Electrification of everything. The world’s economy is switching traditional sectors to power to end the use of coal and cut other fossil fuels to a minimum. But demand will also be driven by electric mobility, decarbonization of heating and the production of emissions-free hydrogen, requiring a massive expansion of the grids. The goal is to eliminate net greenhouse gas emissions by mid-century so that global warming is contained, ideally, at a maximum of 1.5 degrees Celsius by 2100.
In its first Electricity Grids and Secure Energy Transitions report, the International Energy Agency estimated that total length of the power network needs to be increased by 116% to 166.4 million kilometers by 2050. Just by 2040, reaching national goals means adding or refurbishing a total of over 80 million kilometers, the equivalent of the entire existing global grid.
Such a line could be wrapped around the Earth 2,000 times.
Annual grid investments need to be doubled to USD 600 billion by end of decade
The acceleration of renewable energy deployment calls for modernizing distribution grids and establishing new transmission corridors to connect renewable resources – such as photovoltaic projects in the desert and offshore wind turbines out at sea – that are far from demand centers like cities and industrial areas, the authors explained.
Ten times more wind and photovoltaic capacity is waiting for grid connection permits than the overall 2022 additions
However, at least 3 TW of renewable power projects are waiting in grid connection queues, of which half is in advanced stages – equivalent to five times the combined amount of PV and wind capacity added in 2022. It led the agency to conclude that grids are becoming a bottleneck for net zero. The number of projects is likely to be higher, as data is for countries accounting for half of global wind and solar capacity.
While investment in renewables has been increasing rapidly – nearly doubling since 2010 – global investment in grids has barely changed, remaining static at around USD 300 billion per year, IEA said. The organization calculated that the figure must double by 2030.

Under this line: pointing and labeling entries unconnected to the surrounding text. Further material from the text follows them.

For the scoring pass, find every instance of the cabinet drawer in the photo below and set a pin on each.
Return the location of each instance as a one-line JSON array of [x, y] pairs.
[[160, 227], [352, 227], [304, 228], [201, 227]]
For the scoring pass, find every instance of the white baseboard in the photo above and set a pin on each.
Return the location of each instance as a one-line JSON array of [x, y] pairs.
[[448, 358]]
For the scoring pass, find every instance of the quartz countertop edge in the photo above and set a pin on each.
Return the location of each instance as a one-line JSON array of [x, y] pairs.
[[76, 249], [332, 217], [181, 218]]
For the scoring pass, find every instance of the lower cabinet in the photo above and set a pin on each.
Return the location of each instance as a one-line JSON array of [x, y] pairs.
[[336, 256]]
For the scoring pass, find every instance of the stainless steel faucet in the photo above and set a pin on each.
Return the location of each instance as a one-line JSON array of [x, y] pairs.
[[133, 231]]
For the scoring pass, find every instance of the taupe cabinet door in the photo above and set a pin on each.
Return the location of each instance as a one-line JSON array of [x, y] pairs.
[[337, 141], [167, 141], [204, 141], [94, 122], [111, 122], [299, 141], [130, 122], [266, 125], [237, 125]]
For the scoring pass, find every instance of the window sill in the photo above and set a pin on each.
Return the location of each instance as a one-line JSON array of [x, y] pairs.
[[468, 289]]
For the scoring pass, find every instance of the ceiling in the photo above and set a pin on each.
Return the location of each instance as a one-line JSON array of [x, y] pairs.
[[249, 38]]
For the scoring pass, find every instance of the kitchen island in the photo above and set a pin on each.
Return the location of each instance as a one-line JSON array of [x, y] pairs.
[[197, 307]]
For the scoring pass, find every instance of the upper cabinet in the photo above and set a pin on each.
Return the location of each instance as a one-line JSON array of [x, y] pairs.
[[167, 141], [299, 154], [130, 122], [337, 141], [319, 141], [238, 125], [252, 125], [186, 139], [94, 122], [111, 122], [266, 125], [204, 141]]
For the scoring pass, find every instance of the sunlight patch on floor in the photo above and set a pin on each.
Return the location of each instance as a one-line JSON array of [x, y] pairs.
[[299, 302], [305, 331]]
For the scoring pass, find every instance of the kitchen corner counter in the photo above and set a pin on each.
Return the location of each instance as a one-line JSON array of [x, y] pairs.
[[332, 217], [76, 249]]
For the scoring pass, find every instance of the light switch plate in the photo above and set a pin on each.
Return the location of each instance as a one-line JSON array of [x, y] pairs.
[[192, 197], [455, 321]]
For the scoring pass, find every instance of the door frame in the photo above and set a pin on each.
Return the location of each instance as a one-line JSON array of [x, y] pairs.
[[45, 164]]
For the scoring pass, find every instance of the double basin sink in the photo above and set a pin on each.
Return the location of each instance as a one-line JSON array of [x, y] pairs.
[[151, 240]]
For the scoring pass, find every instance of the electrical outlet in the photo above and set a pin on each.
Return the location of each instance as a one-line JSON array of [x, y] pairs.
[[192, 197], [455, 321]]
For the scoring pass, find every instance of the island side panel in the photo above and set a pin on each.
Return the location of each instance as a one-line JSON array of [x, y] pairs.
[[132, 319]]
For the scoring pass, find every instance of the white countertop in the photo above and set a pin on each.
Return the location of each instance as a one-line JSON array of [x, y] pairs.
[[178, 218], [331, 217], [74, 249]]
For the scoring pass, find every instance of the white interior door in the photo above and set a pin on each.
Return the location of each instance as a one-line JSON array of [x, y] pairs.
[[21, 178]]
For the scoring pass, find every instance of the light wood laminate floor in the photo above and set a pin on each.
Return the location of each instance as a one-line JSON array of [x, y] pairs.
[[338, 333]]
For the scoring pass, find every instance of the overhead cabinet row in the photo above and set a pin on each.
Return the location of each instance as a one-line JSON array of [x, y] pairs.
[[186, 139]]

Recommendations in the report include expanding and strengthening grid interconnections within countries, between countries and across regions to make electricity systems more resilient and allow them to better integrate rising shares of solar and wind power. Grid regulation needs to incentivize grids: address administrative barriers, reward high performance and reliability, and spur innovation, according to the IEA.
It urged grid developers and operators to embrace digitalization for resilience and flexibility.
Annual growth over the past five decades was one million kilometers. The majority of the expansion occurred in distribution grids, which account for about 93% of total length.
Kelly: Even US is unable to achieve net zero without switch to command economy
Notably, Michael Kelly, an emeritus professor at the University of Cambridge and a fellow at several national academies of science and institutes, outlined the energy transition from a different perspective.
In an opinion piece published by the Telegraph, he wrote that the transmission grid in the United States, currently at 320,000 kilometers, would need to grow by 60% by 2050. The costs are estimated at USD 600 billion. At the same time, in Kelly’s view, the entire distribution network of 8.85 million kilometers has to be upgraded.
The overall implied expenditure to reach net zero in the US exceeds USD 100 trillion, he claimed. “The idea that net zero can be achieved on the current timelines by any means short of a command economy combined with a drastic decline in standards of living – and several unlikely technological miracles – is a blatant falsehood,” Kelly added.